One shouldn’t make too much of this report from SA News that on January 24 CEO Benioff sold a pre-planned $4.2 million of Salesforce stock. That’s walking around money for Benioff and reflects the need of executives whose assets are all in one company (like the kid who consulted with me almost two decades ago) and need to diversify. The Bloomberg Billionaires Index has Benioff at $9.9 billion so that a $4.2 million stock sale is less than one half of 1% – nothing for his fellow shareholders to be worried about.
In the longer run it remains to be seen whether Salesforce can graduate into corporate middle age with better attention to profit margins and cost control without losing its energy and creativity. Putting together the primary goals of its hedge fund critics who are driven by the conventional money-making goals and the creative long term view of current management can be a wedding made in heaven or in hell. The most positive bit of evidence so far is that CEO Benioff appears to have taken the task seriously as indicated by the numbers he forecasts looking forward a couple of years.
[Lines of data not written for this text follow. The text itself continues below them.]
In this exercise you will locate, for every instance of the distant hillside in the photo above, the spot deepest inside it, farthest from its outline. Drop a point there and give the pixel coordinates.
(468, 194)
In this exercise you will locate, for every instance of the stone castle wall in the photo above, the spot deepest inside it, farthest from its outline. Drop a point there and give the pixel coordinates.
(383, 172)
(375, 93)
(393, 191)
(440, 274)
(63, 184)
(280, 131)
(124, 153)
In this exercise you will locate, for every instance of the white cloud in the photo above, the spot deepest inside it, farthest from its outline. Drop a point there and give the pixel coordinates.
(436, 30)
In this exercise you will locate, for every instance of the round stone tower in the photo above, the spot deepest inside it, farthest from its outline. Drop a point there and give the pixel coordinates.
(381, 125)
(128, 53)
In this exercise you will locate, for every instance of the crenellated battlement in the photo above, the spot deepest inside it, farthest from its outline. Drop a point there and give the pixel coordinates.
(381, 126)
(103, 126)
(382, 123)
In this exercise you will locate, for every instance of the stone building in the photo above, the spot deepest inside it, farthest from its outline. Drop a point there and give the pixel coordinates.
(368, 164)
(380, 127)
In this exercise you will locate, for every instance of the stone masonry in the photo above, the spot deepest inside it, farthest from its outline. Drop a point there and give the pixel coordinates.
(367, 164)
If Salesforce hits its longer term goals for margins – an ultimate bump up from 35% to 40% – and manages to have strong sales even with a tight budget, Salesforce is likely to enjoy a future with solid growth and rewards for shareholders. Summing it up, he hedge fund activists probably did Benioff a favor.
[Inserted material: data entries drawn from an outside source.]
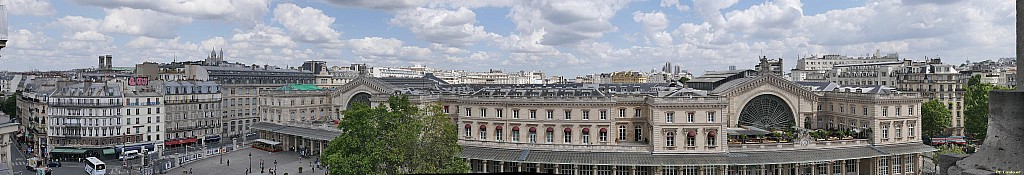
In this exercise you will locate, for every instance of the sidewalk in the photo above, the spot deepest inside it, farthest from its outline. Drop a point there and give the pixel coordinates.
(287, 163)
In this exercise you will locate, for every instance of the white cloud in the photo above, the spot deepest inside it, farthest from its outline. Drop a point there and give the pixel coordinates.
(566, 22)
(29, 7)
(675, 3)
(371, 48)
(306, 24)
(142, 23)
(243, 11)
(380, 4)
(455, 28)
(653, 25)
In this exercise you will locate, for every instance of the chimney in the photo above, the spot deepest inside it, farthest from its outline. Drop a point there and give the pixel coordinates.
(110, 61)
(101, 64)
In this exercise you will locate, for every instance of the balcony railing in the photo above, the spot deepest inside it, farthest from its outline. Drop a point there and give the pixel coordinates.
(796, 144)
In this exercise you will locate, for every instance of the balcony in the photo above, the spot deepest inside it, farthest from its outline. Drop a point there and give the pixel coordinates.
(85, 104)
(141, 103)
Am I likely to sell the position I picked up on November 11, 2023? Absolutely not. If anything I may add as the price corrects and/or favorable new developments tilt the scales in a positive direction. Salesforce is the sort of stock which can start as a moderate position in your portfolio and grow into one of your largest holdings. There were unquestionable problems with Salesforce which led CEO Benioff to be surrounded by activists but with patience and a little touch those problems can be solved in a way that holds up for long term growth. Few companies have the Total Addressable Market ahead of them that Salesforce enjoys or the well thought out operational principles such as Land and Expand with current customers (get a foot in the door, do well, sell more and upsell). Few other companies have the grasp of predictive AI that Salesforce enjoys along with a business model designed to make use of it. Salesforce still appears to have a long runway for profitable growth (with revenues only 11.7% of TAM) and a future more assured than most tech companies.
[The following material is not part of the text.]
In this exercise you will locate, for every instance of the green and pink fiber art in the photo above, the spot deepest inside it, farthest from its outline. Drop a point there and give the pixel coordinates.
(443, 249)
The Q3 interim report on November 29, 2023, included a per share quarterly earnings number of $2.11 which had doubled YOY cutting the forward PE ratio in half to about 35. That’s extraordinarily cheap for a company growing as fast and consistently as Salesforce, and one can be reasonably confident that the earnings numbers YOY and FWD will continue to creep up with each future report causing the PE to creep down. I’m confident that Salesforce will blow through its previous $302 high without difficulty and now supported by much better numbers than in late 2021 will have space to rally further. My next objective is $500. I’m comfortable with the SA Quant System in its rating of Strong Buy.
Analyst’s Disclosure: I/we have a beneficial long position in the shares of CRM either through stock ownership, options, or other derivatives. I wrote this article myself, and it expresses my own opinions. I am not receiving compensation for it (other than from Seeking Alpha). I have no business relationship with any company whose stock is mentioned in this article.